Einmal blühte das Dendrobium aus einem Bulb der Mutterpflanze, ich fand nach einem Urlaub nur vertrocknete Blüten. Die ersten neuen Bulben wurden bis 150 cm lang, legten sich quer und Kindel davon wuchsen in einer Rinne über meinen Pflanzengittern an. So sieht es heute im Kaltraum aus, ...

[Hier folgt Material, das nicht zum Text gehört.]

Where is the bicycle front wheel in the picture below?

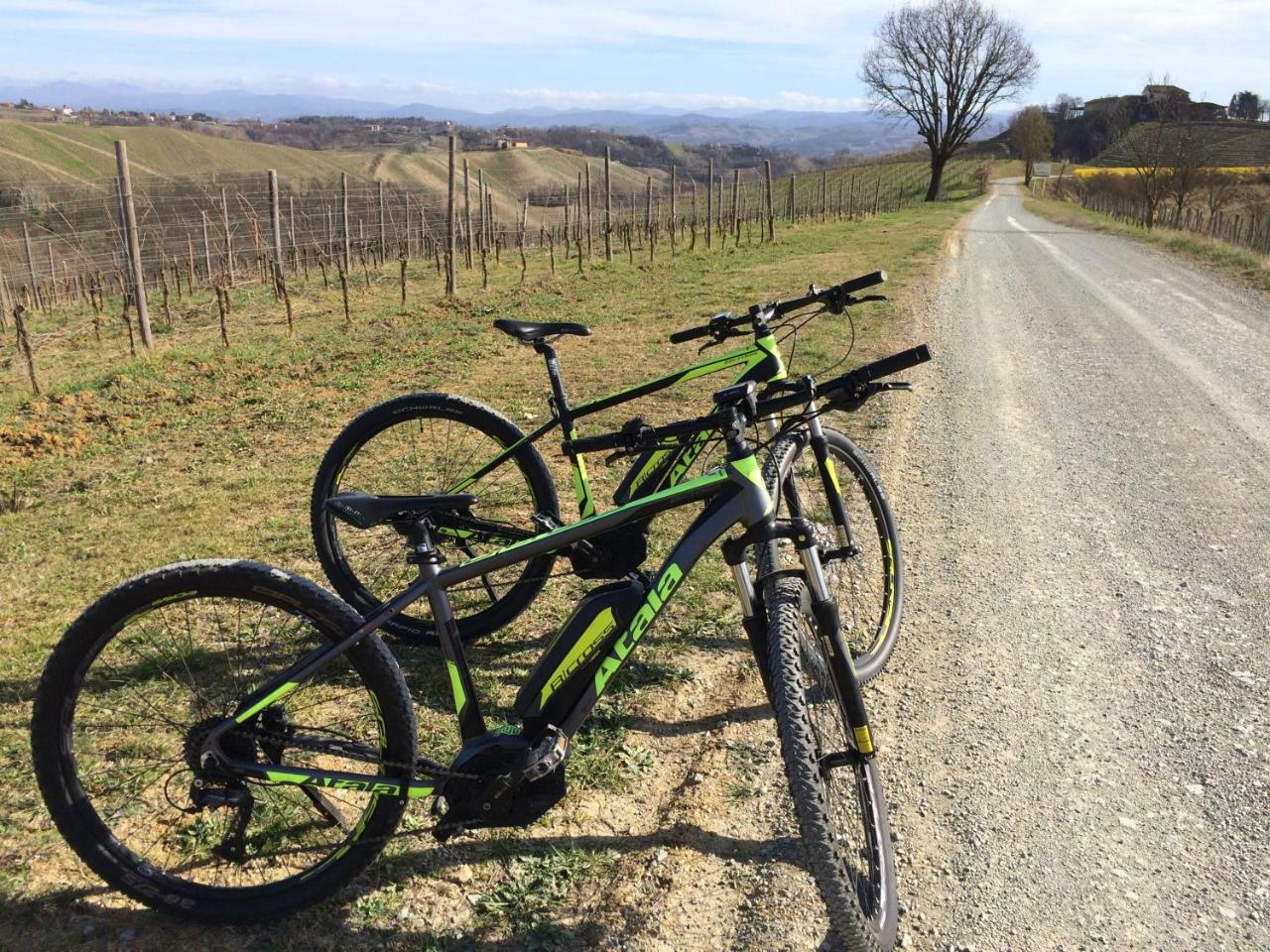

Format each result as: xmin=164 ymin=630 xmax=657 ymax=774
xmin=765 ymin=577 xmax=899 ymax=952
xmin=758 ymin=427 xmax=904 ymax=684
xmin=32 ymin=561 xmax=416 ymax=921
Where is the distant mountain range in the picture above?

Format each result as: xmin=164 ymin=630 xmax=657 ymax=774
xmin=0 ymin=78 xmax=920 ymax=156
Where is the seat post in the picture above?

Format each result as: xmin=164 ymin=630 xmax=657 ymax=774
xmin=534 ymin=337 xmax=572 ymax=439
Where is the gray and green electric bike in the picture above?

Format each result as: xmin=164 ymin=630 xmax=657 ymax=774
xmin=310 ymin=272 xmax=903 ymax=681
xmin=32 ymin=348 xmax=930 ymax=951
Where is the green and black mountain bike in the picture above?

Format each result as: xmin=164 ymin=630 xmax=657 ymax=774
xmin=310 ymin=272 xmax=903 ymax=681
xmin=32 ymin=346 xmax=930 ymax=949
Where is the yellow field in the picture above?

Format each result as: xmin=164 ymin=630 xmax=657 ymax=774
xmin=1072 ymin=165 xmax=1270 ymax=178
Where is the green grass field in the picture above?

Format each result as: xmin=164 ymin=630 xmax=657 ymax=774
xmin=1024 ymin=198 xmax=1270 ymax=292
xmin=0 ymin=191 xmax=969 ymax=949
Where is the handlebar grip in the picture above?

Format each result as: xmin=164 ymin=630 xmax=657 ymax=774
xmin=851 ymin=344 xmax=931 ymax=384
xmin=560 ymin=430 xmax=626 ymax=456
xmin=671 ymin=325 xmax=710 ymax=344
xmin=834 ymin=272 xmax=886 ymax=295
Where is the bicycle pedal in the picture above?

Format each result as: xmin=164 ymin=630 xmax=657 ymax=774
xmin=821 ymin=545 xmax=860 ymax=562
xmin=521 ymin=726 xmax=569 ymax=783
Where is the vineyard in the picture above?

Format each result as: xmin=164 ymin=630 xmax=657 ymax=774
xmin=0 ymin=128 xmax=972 ymax=390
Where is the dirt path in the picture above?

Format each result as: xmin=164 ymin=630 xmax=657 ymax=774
xmin=879 ymin=186 xmax=1270 ymax=949
xmin=591 ymin=186 xmax=1270 ymax=952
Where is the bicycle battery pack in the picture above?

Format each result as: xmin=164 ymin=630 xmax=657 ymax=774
xmin=516 ymin=580 xmax=648 ymax=734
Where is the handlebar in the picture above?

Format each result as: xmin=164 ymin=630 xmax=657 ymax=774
xmin=671 ymin=272 xmax=886 ymax=344
xmin=560 ymin=344 xmax=931 ymax=456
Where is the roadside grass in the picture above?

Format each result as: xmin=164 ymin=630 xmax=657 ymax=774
xmin=1024 ymin=198 xmax=1270 ymax=294
xmin=0 ymin=202 xmax=969 ymax=949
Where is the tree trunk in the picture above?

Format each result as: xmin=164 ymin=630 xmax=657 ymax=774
xmin=926 ymin=153 xmax=948 ymax=202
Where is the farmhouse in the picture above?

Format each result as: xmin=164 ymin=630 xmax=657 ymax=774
xmin=1084 ymin=82 xmax=1225 ymax=122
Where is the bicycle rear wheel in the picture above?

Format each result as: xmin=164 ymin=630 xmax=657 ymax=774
xmin=758 ymin=427 xmax=904 ymax=684
xmin=765 ymin=577 xmax=899 ymax=952
xmin=32 ymin=561 xmax=416 ymax=921
xmin=309 ymin=394 xmax=558 ymax=643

... unten rechts hängt der ursprüngliche Ausgangspunkt, der Topf, und direkt darüber leben die Nachfahren eines Kindels und dann einen Meter weiter links das jetzt blühende Kindel.
Das ist nochmals der Topf ...

... und das blühende Kindel. Nun ja, aus dem Kindel sind 33 Bulben entstanden - von tot bis NT - und der den BT tragende Bulb ist 65 cm hoch. Die Ernährungslage ist schlecht, da kein Substrat in der Rinne vorhanden ist

Das ist der dürftige BT - im Vergleich zu der Größe der ganzen Pflanze - ...

... und hier eine der 55 mm breiten Blüten.